I shook her and talked to her, placing a hand over her burning forehead. But she didn’t show any sign of consciousness. I cursed myself for not having come home sooner, for not having paid attention when Missi said earlier in the day she thought she was coming down with the flu, for not even bringing home the medicine she wanted, for all the times I had fought with her and cursed her existence in the past six months. And then I wondered if my own self-centered indulgence had killed her.
She was the only person left for whom I was capable of feeling any love, and to lose her would be to destroy my only chance of returning to the normal human world of feelings, sentiments and passion—to destroy, in essence, myself.

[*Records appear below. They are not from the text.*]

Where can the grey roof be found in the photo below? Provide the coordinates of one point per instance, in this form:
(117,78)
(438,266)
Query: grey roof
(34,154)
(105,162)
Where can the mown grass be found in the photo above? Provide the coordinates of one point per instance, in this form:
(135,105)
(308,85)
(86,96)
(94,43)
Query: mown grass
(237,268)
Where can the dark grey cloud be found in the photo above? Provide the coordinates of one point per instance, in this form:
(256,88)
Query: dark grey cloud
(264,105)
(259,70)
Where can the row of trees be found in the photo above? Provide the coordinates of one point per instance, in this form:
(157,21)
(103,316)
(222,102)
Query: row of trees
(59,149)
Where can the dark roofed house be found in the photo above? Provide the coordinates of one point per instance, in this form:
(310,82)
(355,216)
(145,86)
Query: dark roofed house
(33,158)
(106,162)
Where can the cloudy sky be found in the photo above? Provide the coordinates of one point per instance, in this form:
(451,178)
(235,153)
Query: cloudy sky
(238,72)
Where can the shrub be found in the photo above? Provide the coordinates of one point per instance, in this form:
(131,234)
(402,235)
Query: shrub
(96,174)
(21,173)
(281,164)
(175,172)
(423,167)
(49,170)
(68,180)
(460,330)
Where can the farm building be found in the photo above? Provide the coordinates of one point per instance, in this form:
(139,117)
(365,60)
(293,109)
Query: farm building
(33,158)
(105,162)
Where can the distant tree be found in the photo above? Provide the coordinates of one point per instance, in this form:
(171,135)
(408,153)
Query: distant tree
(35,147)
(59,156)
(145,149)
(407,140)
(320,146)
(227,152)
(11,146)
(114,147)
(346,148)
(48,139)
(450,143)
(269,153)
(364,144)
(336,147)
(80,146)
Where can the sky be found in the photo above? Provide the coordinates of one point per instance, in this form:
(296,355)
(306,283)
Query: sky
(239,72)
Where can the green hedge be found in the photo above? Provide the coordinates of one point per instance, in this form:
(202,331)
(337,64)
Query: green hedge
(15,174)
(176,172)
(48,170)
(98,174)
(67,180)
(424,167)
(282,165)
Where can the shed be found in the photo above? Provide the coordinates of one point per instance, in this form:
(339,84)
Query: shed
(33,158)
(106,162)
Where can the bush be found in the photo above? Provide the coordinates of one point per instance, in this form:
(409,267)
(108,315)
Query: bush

I panicked. Not only was I too fucked up to drive but even if I wanted to, I couldn’t because Missi’s car was a stick shift. Despite our recent differences, Trent was still the only person I could count on in New Orleans. I called his cell phone and, together, we rushed Missi to the hospital, the same one she had taken me to when I had overdosed. The nurses wheeled her into the emergency room and shot her with adrenaline to keep her alive. Her temperature was nearly 107 degrees, high enough to scramble the brains of most people. Several hours later, as the sun rose to signal the passing of another punishing day, two doctors brought Missi to the waiting room, where I sat with Trent still by my side. Trent didn’t need to be there: it wasn’t his responsibility. But there he was. Perhaps I had been wrong about Trent’s friendship lately. After all, in a lot of ways, over the past three years Trent had become the brother I never had.